The Gleniff Horseshoe is not a horseshoe at all but a six-mile loop of single lane road surrounded by spectacular mountain views. It is an hour's motoring tour par excellence and not without connections to myth and legend as well as a sprinkling of what can only be described as cynical humour.
Getting there is easy. Just drive north from Sligo on N15 to Cliffoney (22km). From Cliffoney, continue north 2km to the first crossroads. Turn right as the sign indicates for a straight shot of 6km. Now, you're primed for formidable masses of rock in the form of precipitous cliffs that have been in place for thousands of years. And it doesn't matter which way you go around the loop. Like many, you may have the urge to do it both ways. You'll see more if you do. Either way, you feel not just see the presence of the giants: Tieve Baun, Trushmore, King's, Benbulben, Benwiskin (the bar at the Radisson, Rosses Point, borrows its name from the latter).
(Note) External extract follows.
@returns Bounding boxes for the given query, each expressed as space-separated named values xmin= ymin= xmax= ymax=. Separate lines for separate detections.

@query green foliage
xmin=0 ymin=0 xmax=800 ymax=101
Clockwise, Benbulben will be on your right just past the halfway point. High up toward the summit, over 1,000 feet, you'll see the ominous dark opening of the cave known as Kesh Corran, the home of the ill-fated lovers, Diarmad and Grainne. How her aged husband ever found them without signposts and a paved road needs no explanation in legend. Needless to say, he did and then cleverly arranged for Diarmad's death to look like a hunting accident. Some think the high ridge of Benbulben looks like the spine of a boar, the one that possibly gored Diarmad. If you're from Arkansas, you'd call it a razorback. If you're an inveterate hiker, known locally as a hill walker, you'll be discouraged...but not by a boar. By a bull.
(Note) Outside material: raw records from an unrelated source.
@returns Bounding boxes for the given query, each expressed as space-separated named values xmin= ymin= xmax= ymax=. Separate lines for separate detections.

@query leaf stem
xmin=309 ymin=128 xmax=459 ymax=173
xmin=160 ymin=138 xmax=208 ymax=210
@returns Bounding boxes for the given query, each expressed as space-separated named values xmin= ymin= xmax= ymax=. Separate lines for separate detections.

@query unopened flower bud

Hiking access is severely restricted by Mr. "Bull" McSharry. But the inviting magic of these highlands is easily accessed from your car. If you tour the loop counter clockwise, you won't see the signs that The Bull has gone to such lengths to post until the later third of the tour, but they are as amusing as they are serious. The Bull is a codger with class. One of his signs reads, "As Yeats himself might say, maybe you should arise and go...NOW!" But the road is paved and public. Continue on your way. His fight isn't with hillwalkers as much as with Tourism Ireland. The Bull just wants to be compensated for the few hardy souls who might do what the majority of us only dream of: walking the spine of the boar, with Sligo and Leitrim and the vast Atlantic spread out before and beneath. One of the signs sums up his fight. "The tourism industry may ride the Ryder Cup, but not the Bull McSharry."
Who would want to when the loop is a free and safe ride open to all. Benbulben, Benwiskin, and the other giants say, "Welcome."